Xi Qinlao’s holographic image shifted in her chair. Her voice projected over the speakers. “I’m sorry to say, we are behind schedule due to some unexpected manufacturing delays.”
“Delays?” Anthony let his frustration show. “What sort of delays?”
“There was a fire in one of our manufacturing facilities. The entire structure was destroyed.”
Tony leaned over to his father. “Pop, shift the manufacturing up here. No matter what it is, we can manage—”
“No,” Anthony cut his son off. No one else on the council besides Xi and Viktor knew of the true nature of the
project Qinlao was handling for him and they needed to keep it that way. He couldn’t risk Elise and her Neos finding out. Or Adriana and Tony, for that matter.
“What will it take to get back on schedule?” he asked Xi.
The woman’s elegant face wrinkled in a scowl. “There is no more ‘on schedule,’ Anthony. That was my premier manufacturing facility and it is gone. The backup site needs a complete upgrade. That’s a month of work, at the least.”
Anthony took a deep breath to calm his nerves. He didn’t have that kind of time. Viktor met his gaze and gave a little shrug of his heavy shoulders.
“Very well,” he said, growling to show it was anything but. “Let me know the revised schedule as soon as you have it. I think that concludes our meeting—”
“I have another issue,” Xi said. Her face in the holographic image sharpened, and there was a slight mismatch in the synchronization between her lips moving and her voice that Anthony found irritating.
“I move that we remove Ming Qinlao from this council,” Xi said.
“I second the motion,” Elise said immediately.
Anthony sat dumbfounded. In her current condition, Ming was unable to add much to the proceedings, but she was a reliable vote for Anthony when he needed it. And she was under his protection. They all knew that. “On what grounds?” he asked finally.

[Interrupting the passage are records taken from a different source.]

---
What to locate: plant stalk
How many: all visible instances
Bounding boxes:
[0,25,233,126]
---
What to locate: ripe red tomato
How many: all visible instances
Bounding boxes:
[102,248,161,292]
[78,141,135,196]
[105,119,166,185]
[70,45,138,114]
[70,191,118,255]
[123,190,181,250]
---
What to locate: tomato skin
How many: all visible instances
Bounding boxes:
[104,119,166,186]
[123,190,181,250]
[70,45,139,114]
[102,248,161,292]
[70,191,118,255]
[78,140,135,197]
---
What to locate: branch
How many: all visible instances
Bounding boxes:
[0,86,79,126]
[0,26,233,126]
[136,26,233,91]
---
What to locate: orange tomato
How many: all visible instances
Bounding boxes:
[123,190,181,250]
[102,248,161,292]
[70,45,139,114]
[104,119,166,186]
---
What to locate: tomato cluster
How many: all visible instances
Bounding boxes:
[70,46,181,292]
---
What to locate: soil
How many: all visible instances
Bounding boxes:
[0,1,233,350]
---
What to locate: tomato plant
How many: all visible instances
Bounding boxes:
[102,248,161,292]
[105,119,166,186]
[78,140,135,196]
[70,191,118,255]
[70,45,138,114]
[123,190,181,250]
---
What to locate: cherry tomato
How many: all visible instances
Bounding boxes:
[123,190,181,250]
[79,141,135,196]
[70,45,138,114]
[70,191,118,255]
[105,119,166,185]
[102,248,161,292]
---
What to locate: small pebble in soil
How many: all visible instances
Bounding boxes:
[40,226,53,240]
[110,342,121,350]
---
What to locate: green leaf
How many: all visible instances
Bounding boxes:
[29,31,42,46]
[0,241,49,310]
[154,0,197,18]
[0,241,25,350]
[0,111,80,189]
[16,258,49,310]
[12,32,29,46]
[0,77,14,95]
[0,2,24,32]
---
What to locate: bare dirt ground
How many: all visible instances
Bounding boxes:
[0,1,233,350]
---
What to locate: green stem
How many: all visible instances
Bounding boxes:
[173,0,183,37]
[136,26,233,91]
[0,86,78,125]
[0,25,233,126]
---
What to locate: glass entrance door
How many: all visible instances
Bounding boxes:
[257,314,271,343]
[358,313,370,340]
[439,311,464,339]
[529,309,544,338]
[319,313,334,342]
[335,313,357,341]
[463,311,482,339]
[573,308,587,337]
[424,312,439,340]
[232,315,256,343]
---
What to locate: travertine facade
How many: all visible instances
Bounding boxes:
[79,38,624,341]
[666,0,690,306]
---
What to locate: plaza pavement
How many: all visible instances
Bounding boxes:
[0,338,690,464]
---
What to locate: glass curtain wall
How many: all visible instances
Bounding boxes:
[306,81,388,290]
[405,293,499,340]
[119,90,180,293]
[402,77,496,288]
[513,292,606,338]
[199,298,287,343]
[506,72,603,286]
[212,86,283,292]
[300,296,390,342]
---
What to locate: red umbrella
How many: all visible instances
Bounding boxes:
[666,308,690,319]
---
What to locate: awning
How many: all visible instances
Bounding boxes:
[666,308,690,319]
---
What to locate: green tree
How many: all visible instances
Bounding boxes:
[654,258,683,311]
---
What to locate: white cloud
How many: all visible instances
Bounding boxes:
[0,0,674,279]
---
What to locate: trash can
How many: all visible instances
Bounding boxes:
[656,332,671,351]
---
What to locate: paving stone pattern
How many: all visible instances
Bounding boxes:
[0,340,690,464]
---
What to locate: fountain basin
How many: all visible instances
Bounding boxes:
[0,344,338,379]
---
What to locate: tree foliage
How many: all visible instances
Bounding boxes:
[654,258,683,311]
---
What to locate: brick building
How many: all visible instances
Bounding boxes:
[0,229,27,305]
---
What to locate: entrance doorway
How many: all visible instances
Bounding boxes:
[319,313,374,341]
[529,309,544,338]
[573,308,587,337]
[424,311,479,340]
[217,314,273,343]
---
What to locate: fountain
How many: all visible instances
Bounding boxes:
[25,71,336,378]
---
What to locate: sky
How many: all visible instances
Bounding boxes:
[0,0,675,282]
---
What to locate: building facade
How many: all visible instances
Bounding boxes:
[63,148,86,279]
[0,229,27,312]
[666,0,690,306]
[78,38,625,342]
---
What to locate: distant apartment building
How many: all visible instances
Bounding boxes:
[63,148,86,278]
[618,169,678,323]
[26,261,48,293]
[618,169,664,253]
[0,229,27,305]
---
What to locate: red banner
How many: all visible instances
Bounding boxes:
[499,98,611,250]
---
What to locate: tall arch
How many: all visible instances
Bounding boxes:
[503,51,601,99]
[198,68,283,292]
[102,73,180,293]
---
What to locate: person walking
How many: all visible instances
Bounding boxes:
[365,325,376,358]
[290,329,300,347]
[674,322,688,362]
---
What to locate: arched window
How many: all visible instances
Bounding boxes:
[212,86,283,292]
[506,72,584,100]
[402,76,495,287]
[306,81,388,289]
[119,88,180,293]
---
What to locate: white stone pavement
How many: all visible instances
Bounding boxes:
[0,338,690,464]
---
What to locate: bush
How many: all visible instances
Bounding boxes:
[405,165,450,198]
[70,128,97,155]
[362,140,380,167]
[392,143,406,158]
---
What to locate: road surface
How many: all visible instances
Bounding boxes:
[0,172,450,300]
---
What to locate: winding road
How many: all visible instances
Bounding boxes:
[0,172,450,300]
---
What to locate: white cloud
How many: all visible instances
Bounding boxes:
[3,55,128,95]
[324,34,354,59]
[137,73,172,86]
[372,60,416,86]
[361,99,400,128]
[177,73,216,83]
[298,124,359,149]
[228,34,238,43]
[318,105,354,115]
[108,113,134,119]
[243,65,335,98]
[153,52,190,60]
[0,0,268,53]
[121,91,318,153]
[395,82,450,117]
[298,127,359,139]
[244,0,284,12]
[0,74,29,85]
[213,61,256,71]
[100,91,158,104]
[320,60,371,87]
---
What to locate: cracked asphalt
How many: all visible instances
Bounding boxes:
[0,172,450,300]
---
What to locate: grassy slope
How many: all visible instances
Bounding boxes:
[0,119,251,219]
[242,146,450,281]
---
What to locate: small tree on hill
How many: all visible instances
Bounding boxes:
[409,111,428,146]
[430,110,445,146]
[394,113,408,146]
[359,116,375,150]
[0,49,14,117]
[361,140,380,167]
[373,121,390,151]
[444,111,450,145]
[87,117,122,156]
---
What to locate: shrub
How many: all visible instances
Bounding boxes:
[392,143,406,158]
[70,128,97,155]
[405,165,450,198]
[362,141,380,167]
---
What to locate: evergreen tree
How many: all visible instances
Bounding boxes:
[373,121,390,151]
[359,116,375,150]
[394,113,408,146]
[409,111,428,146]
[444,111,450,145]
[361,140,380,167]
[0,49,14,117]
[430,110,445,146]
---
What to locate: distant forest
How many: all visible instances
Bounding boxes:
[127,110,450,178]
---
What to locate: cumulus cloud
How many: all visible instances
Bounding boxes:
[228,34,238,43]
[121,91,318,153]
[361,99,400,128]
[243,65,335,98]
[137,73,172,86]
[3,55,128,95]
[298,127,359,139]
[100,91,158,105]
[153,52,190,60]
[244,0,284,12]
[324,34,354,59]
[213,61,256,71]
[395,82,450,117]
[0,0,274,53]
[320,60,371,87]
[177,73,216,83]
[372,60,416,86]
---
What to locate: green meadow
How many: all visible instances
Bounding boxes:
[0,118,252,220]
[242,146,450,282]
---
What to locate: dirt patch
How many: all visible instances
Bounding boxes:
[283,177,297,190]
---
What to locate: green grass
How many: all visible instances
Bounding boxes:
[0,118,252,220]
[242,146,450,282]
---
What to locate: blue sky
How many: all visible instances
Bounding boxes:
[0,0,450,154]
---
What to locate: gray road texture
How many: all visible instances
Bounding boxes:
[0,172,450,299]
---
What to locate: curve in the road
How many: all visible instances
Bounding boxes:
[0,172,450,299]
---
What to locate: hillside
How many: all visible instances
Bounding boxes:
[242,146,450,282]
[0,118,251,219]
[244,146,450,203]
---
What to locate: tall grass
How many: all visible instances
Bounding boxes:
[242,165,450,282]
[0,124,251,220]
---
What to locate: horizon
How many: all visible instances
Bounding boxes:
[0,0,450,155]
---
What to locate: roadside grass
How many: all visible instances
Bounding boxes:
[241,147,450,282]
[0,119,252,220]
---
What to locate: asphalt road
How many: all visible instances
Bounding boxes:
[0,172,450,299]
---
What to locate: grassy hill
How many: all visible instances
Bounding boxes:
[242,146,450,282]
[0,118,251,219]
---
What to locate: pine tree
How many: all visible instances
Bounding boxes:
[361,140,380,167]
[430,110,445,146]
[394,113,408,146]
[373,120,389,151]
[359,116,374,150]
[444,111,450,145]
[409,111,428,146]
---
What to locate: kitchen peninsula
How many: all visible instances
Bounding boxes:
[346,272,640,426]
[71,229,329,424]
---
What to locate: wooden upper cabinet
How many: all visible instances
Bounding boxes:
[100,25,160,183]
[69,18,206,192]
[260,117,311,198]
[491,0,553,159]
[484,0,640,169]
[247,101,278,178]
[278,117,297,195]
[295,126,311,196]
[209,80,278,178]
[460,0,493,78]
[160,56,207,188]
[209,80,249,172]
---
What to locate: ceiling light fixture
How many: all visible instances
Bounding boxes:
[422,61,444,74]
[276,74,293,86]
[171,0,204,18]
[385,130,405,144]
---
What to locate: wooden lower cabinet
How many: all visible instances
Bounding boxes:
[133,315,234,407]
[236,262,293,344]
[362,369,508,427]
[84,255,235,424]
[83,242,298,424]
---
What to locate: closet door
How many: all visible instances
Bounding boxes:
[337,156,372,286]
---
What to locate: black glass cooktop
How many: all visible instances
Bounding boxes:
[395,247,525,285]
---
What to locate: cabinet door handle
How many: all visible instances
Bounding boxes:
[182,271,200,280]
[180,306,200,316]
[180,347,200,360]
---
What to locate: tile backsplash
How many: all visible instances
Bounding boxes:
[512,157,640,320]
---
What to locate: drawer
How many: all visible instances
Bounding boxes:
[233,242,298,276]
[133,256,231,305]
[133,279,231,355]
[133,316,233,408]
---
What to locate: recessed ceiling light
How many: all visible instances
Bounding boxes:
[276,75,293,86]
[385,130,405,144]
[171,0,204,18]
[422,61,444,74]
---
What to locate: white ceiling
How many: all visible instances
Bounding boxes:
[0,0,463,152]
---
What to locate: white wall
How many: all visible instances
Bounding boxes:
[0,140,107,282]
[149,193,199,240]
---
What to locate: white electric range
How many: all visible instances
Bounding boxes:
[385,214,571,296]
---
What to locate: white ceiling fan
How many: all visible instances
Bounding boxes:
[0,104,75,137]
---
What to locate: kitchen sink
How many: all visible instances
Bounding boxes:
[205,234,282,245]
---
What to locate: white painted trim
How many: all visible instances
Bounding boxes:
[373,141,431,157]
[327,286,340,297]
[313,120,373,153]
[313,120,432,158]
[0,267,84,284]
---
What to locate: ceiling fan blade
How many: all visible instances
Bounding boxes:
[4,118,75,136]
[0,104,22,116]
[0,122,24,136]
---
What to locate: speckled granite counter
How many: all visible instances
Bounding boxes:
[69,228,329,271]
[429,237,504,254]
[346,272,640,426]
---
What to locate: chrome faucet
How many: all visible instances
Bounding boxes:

“She has no real role here,” Xi continued. “My dear niece needs to recuperate properly from her ordeal. She needs rest.”
“I am the rightful CEO of Qinlao Manufacturing, Auntie.” Ming’s quavering voice did not help her case.
“Then you should come back to your home and claim your office.” Xi’s challenge held an edge of contempt. “Or are you afraid of that vote, too?”
“I am not afraid of you,” Ming said, but to Anthony her tone suggested otherwise.
“I demand a vote,” Xi replied, her words directed at Anthony.
Anthony did a quick vote count. Xi and Elise wanted Ming gone. It was settling a score for both of them, plain and simple. He could rely on Viktor to side with him and Adriana and Tony would follow his lead.